Gentling the Cowboy(8)By: Ruth Cardello
Melanie, who’d simply stared at Sarah during this overflowing river of speech, raised her eyebrows and stated succinctly, “I’m not his wife.”
“Whew,” Sarah said with a laugh, then stopped and looked at both of them again. “I didn’t mean that the way it sounded. If you’re his girlfriend or whatever, I’m cool with that. It was just that—whoa, explaining this to a wife would be so much worse. Not that anything happened.” Sarah closed her eyes briefly as if the thought pained her, then continued earnestly, “Unless you count that he saw me naked, and that totally wasn’t his fault.”
Melanie said blandly, “I work here.”
“Oh, I thought . . .”
“No,” Melanie and Tony said in unison.
Another blush spread across Sarah’s cheeks.
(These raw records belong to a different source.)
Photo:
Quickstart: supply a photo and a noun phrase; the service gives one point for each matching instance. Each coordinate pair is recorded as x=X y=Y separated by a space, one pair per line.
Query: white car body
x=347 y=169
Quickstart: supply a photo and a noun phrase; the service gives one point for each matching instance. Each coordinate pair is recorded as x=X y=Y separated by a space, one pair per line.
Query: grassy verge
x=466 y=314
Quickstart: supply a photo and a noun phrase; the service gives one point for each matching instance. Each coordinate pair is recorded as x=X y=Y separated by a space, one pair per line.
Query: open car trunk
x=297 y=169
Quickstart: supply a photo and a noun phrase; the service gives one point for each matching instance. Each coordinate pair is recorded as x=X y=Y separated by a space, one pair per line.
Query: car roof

The quick look she gave Tony sent his heart racing and his thoughts scattering.
“Sarah isn’t staying,” he said gruffly. “As soon as she locates her friends, she’s leaving.”
Sarah deflated a bit at his harsh declaration. “Yes, in fact, they should be there now. I should head out.”
I’ll probably regret this. “Melanie, make a second plate for dinner. Sarah and I will eat in the dining room.”
Hard to say which woman he’d shocked more. Sarah looked back and forth between them as if seeking reassurance. “I am hungry. If you’re sure it’s not too much trouble?”
Melanie didn’t say a word, but she didn’t have to. In fact, he preferred she didn’t. He wasn’t ready to explain to anyone, not even himself, why he was reluctant to see Sarah leave.
It was more than how his body responded to hers. He wanted . . .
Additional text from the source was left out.